Breaking the garden walls
UPDATED with Step 0 and FreedomBox reference; UPDATE 2: heartfelt thanks to Laura Arjona for the Spanish translation, now also featured here.
For some time now I have been pondering the best way to break people free from walled-gardens (like Facebook, Google+, Twitter, etc).
For all those services there are viable, free-as-in-freedom alternatives (Diaspora/Friendica, StatusNet, and many more). All those proprietary services are being heavily criticised (among others, for privacy violations, tricking or pushing their users, heavy-handed policies, censorship, nymwars).
And yet, people still overwhelmingly use them, instead of the libre, decentralised, federated alternatives. And yet, people still write software for them and base their business on them – and even when those closed services change their API policies and draw ire of developers, the developers themselves write petitions instead of simply diversifying.
There is a reason for that, and the reason is called Network Effect. In short – the more people use a given communication too, the more new people will use it.
Seems that there is no way out… However, I believe there is. But we have to subvert the network effect to do our bidding!
Step 0. Agreed protocols¶
We do have a problem with fragmentation. Fragmentation is not choice – it is a situation where you don’t know which of the incompatible service types to choose – in fact, it’s almost a kind of a walled-garden in and of itself.
Choice is what we have with e-mail: you can choose from a plethora of clients, servers, webmail providers, etc; however, regardless of whichever you choose, you are still able to seamlessly communicate with any other e-mail user, using any other combination.

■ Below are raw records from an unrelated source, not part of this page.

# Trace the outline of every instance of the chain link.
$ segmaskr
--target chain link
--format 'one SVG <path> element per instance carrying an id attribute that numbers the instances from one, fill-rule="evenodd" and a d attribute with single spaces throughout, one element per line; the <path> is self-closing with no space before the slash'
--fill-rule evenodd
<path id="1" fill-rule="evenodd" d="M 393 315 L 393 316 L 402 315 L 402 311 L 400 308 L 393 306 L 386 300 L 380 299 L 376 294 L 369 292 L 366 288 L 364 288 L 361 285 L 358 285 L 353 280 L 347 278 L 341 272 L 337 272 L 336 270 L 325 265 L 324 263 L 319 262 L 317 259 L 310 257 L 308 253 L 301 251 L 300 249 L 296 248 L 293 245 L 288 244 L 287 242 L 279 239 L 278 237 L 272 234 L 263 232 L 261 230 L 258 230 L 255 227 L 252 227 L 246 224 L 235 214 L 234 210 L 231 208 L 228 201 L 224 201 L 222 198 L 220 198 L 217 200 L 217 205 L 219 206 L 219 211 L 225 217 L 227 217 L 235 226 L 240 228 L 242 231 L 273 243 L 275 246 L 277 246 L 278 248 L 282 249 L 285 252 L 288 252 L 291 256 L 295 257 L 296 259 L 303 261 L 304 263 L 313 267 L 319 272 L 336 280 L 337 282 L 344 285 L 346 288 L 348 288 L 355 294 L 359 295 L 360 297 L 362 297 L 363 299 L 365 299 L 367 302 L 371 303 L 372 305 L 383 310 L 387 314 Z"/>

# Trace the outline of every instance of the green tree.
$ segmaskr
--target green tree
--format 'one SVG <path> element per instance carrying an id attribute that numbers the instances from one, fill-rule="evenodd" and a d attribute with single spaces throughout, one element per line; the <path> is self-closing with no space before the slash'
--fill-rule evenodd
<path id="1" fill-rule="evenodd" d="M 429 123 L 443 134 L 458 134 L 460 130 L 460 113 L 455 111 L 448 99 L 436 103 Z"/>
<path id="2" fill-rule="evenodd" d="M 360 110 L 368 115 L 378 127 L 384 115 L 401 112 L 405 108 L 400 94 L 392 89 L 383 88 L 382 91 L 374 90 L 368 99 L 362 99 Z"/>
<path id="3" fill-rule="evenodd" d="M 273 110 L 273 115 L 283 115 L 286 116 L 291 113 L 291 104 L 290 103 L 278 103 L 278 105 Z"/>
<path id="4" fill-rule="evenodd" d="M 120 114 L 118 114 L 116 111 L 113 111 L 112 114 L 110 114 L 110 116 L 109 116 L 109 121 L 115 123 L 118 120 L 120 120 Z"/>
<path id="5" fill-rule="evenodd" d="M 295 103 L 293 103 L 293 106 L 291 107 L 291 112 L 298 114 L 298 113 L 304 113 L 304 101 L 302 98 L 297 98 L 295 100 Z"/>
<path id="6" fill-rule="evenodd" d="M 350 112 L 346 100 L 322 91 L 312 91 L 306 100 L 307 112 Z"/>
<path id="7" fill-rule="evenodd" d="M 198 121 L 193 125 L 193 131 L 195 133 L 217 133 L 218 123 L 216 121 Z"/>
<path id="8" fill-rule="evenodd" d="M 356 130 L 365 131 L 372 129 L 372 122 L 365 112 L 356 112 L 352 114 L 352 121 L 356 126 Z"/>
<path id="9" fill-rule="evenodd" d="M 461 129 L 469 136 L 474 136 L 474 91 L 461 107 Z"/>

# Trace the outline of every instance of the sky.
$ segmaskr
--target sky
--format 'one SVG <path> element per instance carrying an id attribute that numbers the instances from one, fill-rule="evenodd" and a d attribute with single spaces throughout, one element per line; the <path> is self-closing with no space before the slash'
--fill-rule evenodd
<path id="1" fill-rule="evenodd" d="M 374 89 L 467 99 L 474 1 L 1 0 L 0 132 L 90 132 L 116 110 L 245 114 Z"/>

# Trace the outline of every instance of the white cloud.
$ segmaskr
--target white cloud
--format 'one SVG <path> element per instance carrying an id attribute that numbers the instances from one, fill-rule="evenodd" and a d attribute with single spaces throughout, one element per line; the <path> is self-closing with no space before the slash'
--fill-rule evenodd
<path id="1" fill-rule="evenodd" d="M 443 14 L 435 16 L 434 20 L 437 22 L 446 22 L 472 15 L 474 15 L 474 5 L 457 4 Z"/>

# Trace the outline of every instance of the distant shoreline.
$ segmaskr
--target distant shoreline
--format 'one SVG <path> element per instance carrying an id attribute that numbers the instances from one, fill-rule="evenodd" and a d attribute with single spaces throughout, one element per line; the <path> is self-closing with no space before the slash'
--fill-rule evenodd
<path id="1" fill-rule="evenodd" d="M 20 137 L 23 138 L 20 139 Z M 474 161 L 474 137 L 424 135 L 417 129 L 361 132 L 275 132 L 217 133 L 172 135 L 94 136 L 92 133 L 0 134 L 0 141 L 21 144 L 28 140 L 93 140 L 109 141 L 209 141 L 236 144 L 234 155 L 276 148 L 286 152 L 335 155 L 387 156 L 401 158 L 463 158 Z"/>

Currently we have quite a few open, free, decentralised social media protocols that have similar functionality but not much interoperability. Before we can move on, we need to change that – and the only way to change that is to agree on one of those protocols and move from there.
I believe we should start a discussion on that and make the decision as soon as possible; and I call upon GNU Project, FSF, FSFE, and all other notable organisations promoting free/libre/open source software to partake in this discussion and throw their weight behind the protocols that would emerge as the agreed-upon solution.
Step 1. Awesome service¶
We need to build a service (and methods of creating new instances of it quickly and easily!) that integrates as many different service types as possible uder a single user@example.org
identity. I’m thinking at the very least:
- e-mail with webmail access;
- Jabber/XMPP;
- Diaspora/Friendica;
- StatusNet;
- OpenID identity service;
- calendar, files, contacts web interface and synchronisation service (e.g. ownCloud);
- all of the above accessible via TOR hidden services.
Maybe a distro/remix, ready with everything one needs to just install it, enter some basic data and run? We need as many instances of that as possible, as fast as possible.
Of course, there already are valuable projects going in this direction, and we should support them. For example, FreedomBox, as pointed out by forteller
; or SocialSwarm, as pointed out by march
.
The problem with FreedomBox and SocialSwarm I see is that they are trying to make two hard transitions at once: from centralised to de-centralised, and from third-party-hosted to self-hosted. I believe this is a tad too an ambitious plan and it should be split into two separate steps. However, if we did Step 0 and Step 1 right, they both would have at least a part of their work done for them.
Step 2. Prison break¶
When we have where to send potential interested users, it’s time to start the campaing proper. For this we need a website, endorsed by as many privacy-advocating and FLOSS-evangelizing organisations and people as possible.
It would designate a single day each month, or each quarter, to be (e.g.) “Prison Break Day Q4 2012”. Users of walled-gardens could log-in on the website with their walled-garden accounts and pledge to (either, or both):
- create an account on an analogous libre, decentralised service (i.e. StatusNet for Twitter users; Friendica for Facebook users);
- close their walled-garden accounts;
…before or at the next “Prison Break Day”.
Info that they did pledge that would get automagically published on their walled-garden feeds for all their friends to see. As the “Prison Break Day” draws closer, at least one reminder would be sent to them – and to their feeds. Users then would be able to log-in with their libre OpenID to “claim” a given pledge and prove they made good on it. This would also get published on their walled-garden feeds.
To sweeten the deal, the libre services should be able to connect with walled-garden accounts and publish to them.
This would have the effect that people would see how many of their friends in walled-gardens are actually willing to make the switch. For some the amount of those would be enough to make good on their pledges and create the accounts; for some it would even give the incentive to close their walled-garden accounts.
Anyway, we would have the network effect working for us.
Yes, there is a Diaspora thread and Identica one for your commenting pleasure!